Emotional strain on first responders leads to resurrection of stress management team

By Daniel Adam
Staff Writer

A rise in work-related stressors for front line workers has prompted the return of a peer support network.

The Critical Incident Stress Management CISM team is made up of a host of district-wide health and social service providers that can react to incidents of critical stress among coworkers and peers. They meet for training to learn how best to support each other through stressful circumstances.

David Black, who facilitates the CISM group, said about 96 per cent of individuals exposed to a serious traumatic event will experience critical incident stress.

“This is not individual work — it requires the participation of a wide variety of cross-sector disciplines that can react quickly to serious events across the district,” said Black.

He said the need for the added workplace support is partly due to the growing mental health and addictions challenges across the district.

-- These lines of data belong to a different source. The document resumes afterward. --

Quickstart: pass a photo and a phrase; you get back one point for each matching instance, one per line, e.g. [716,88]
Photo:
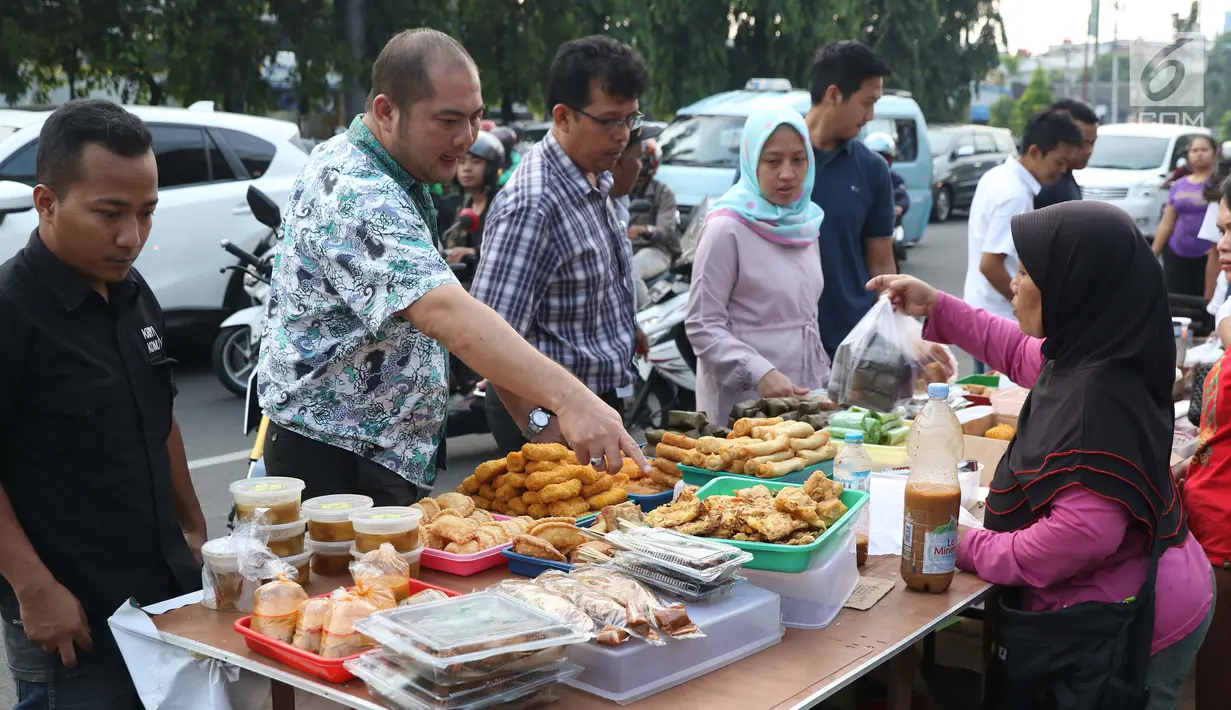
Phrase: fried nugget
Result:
[570,508]
[545,452]
[541,480]
[564,491]
[488,470]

“The outcomes of our region’s ever-increasing incidents of mental health and addictions issues affects almost, if not all, of our district justice, health, and social service providers,” said Black. “The repeated exposure to the growing number of traumatic and abnormal events throughout our area compelled us to assess the appetite amongst the allied agencies to renew the CISM team for our district care providers.”

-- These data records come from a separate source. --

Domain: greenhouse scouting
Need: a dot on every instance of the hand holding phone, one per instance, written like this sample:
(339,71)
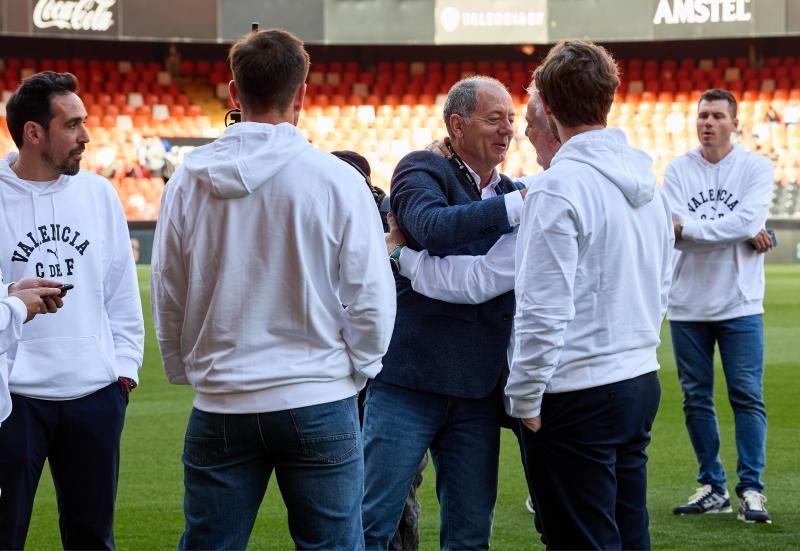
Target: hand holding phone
(64,288)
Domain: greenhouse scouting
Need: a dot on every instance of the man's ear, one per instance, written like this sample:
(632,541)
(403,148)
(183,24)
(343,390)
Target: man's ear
(234,94)
(545,107)
(457,123)
(33,133)
(299,97)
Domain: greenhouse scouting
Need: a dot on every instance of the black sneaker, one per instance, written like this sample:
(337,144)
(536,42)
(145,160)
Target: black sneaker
(529,505)
(751,507)
(705,500)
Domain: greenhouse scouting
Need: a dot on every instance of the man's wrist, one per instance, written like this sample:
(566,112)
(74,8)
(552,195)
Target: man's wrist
(127,383)
(394,258)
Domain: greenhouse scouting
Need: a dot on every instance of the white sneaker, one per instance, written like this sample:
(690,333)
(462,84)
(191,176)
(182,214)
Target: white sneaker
(751,507)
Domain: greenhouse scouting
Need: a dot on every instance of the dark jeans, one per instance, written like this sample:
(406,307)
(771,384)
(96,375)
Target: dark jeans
(587,465)
(463,435)
(317,456)
(80,439)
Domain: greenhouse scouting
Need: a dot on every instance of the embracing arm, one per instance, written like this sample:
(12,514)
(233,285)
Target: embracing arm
(462,279)
(420,189)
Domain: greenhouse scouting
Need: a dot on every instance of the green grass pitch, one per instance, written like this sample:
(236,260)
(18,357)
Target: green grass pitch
(149,504)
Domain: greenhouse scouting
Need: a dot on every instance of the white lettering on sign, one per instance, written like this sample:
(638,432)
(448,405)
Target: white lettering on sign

He defined critical incidents as “unusually challenging events that have the potential to create significant human distress and can overwhelm one’s usual coping mechanisms.”

“Critical incidents profoundly affect individuals and often the communities in which they live, causing fear and uncertainty that contradict the belief that our locality is a safe and secure environment,” said Black. “Once the team leads become alerted to a situation that may produce incidents of critical stress, they initiate the CISM team members who will host a debrief that works to provide the most effective support for our distressed front-line workers.”

The Critical Incident Stress Management (CISM) team is a collection of health and social services professionals from across the district who come together to help peers who experience traumatic or stressful incidents. –Submitted photo

Some stressors might include threatened or actual violence, unanticipated poor patient outcomes, injury or sudden death of a co-worker on the job, major incidents involving multiple deaths and/or injuries, attempted/completed suicide, and particularly relevant for our smaller region is being called to and/or having to care for a loved one while in the course of work duties.

Black said their CISM instructor referred to potential incidents of critical stress as the “terrible ten” and included, line-of-duty death, suicide of a colleague, serious line-of-duty injury, disaster/multi-casualty incident, killing or wounding an innocent person, significant events involving children, prolonged incidents especially with loss of life, personally threatening or actual situations of violence, events with excessive media interest, or any highly-distressing event.

“Some of the concerns we have noted is not having a peer-led team that can react quickly to staff who have been exposed to incidents of critical stress,” said Black. “Another concern is the amount of overdose deaths and suicides in our region and the toll that it is taking on our care providers. In addition, we continue to be concerned about the increase in national PTSD diagnoses and suicide rates among first responders.”

He said implementing their own CISM-trained personnel enhances the ability to reach all staff that may be affected by an incident of critical stress and diminish the impact of that traumatic event. Trauma-informed personnel can mitigate the outcome of critical incidents that may occur.

Black said a CISM team existed in the west end of the district before the advent of this new team being assembled.

“Retirements, staff leaving for work in other sectors and the pandemic led to a decline in activity over the last several years,” he said. “We are fortunate to be able to retain some of the more experienced team members as valuable resources as we look to start the team again with mostly new to CISM participants.”

Black listed the following agencies participating in the CISM team education session: Riverside Health Care (Rainy River Health Centre, Mental Health & Addictions, Rainycrest Long-Term Care, Nursing and Health System Navigation), Naotkamegwanning (Whitefish Bay) EMS, Couchiching Fire Department, Rainy River District Social Services Administration Board, Rainy River District Paramedic Service, Gizhewaadiziwin Health Access Centre, Watten Fire Department, Niobe Lake Fire Department, Fort Frances Fire and Rescue, and Canadian Mental Health Association Fort Frances (Safe Bed Program and Mobile Crisis Response).